Digital technology offers engineering and construction firms, and their clients, such competitive advantage it is no longer optional. So how does an organisation ensure it is digitising in the most effective way?
Consider how optioneering occurs in engineering. Days and sometimes weeks are spent on research to deliver reports on options A, B and C. These options contain assumptions and, by the time they are produced, fast-changing markets have shifted. Chosen pathways may cost more than projected / operate differently / have a less positive outcome for the end user.
Then, consider how that same process works within a system driven by data and operable in real-time.
“Data allows you to figure out, at pace, options A to Z, instead of A, B and C,” says Paul Shepherd-Smith, Operations Director for APAC at Atkins, member of the SNC-Lavalin Group. “Imagine being able to have a robust level of confidence around real-time options. Options that, with a greater use of data and analytics, will allow the performance of social and governance metrics such as social activism, health and wellbeing, inequality, carbon zero etc to me measured ”
In the past, he explains, options typically focussed on a specific factor. Which was cheaper, quicker, less risky?
“Now, you can look at options and compare and contrast suitability across numerous levels,” Shepherd-Smith says. “You can have an immediate view of the environmental impact, of the way design changes will affect the pace of build, of building orientations and their effects on passive shading, heat gain, cooling loads or airflow circulation. All this is in real time as you rotate the building.”
For engineers, the devil has always been in the detail. Certain design aspects seemed an excellent idea until, too far down the track, they weren’t. These outcomes directly affected the clients’ level of confidence around the project itself, and the reputation of the project team.
Technology offers superpowers
This ability to see into the future is just one of the many superpowers offered by technology. Others include:
- Seeing in the dark: Knowing exactly where every project is in real time, rather than waiting for historical reports and project team meetings
- Accurately predicting outcomes: Having the ability to rehearse scenarios via 3D modelling, augmented reality walkthroughs and other experiential methods
- Moving at the speed of thought: Testing with confidence the impacts of changes of design, materials, orientations, etc.

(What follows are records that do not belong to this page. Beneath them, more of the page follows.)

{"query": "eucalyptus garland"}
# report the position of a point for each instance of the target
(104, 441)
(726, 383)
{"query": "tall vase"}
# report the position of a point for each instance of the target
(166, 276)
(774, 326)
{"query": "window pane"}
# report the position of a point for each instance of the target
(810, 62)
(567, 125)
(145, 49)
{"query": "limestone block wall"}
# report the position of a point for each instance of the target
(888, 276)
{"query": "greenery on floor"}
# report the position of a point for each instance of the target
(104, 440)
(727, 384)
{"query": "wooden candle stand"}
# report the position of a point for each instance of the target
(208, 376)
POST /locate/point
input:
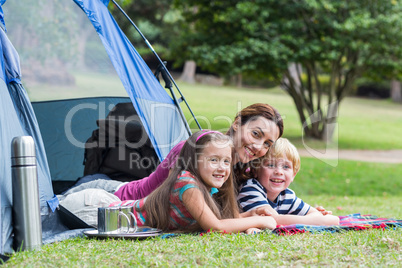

For some engineering businesses these competitive advantages have convinced them to take the technological transformation leap. Most have introduced technology into specific areas of their business. Others are yet to begin.
How then, does every business ensure its chosen technological journey has the desired results – particularly performance and profit?
It’s about people
There was once a fear that data-driven technologies such as AI were all about replacing people. As such technologies have matured, high-performing businesses have instead used technology to enable their people to do higher-value work.
In the above example, technology releases engineers from days or weeks of option analysis, instead allowing them to walk clients through a future-focussed series of design choices, to discover a solution that perfectly meets the client’s needs.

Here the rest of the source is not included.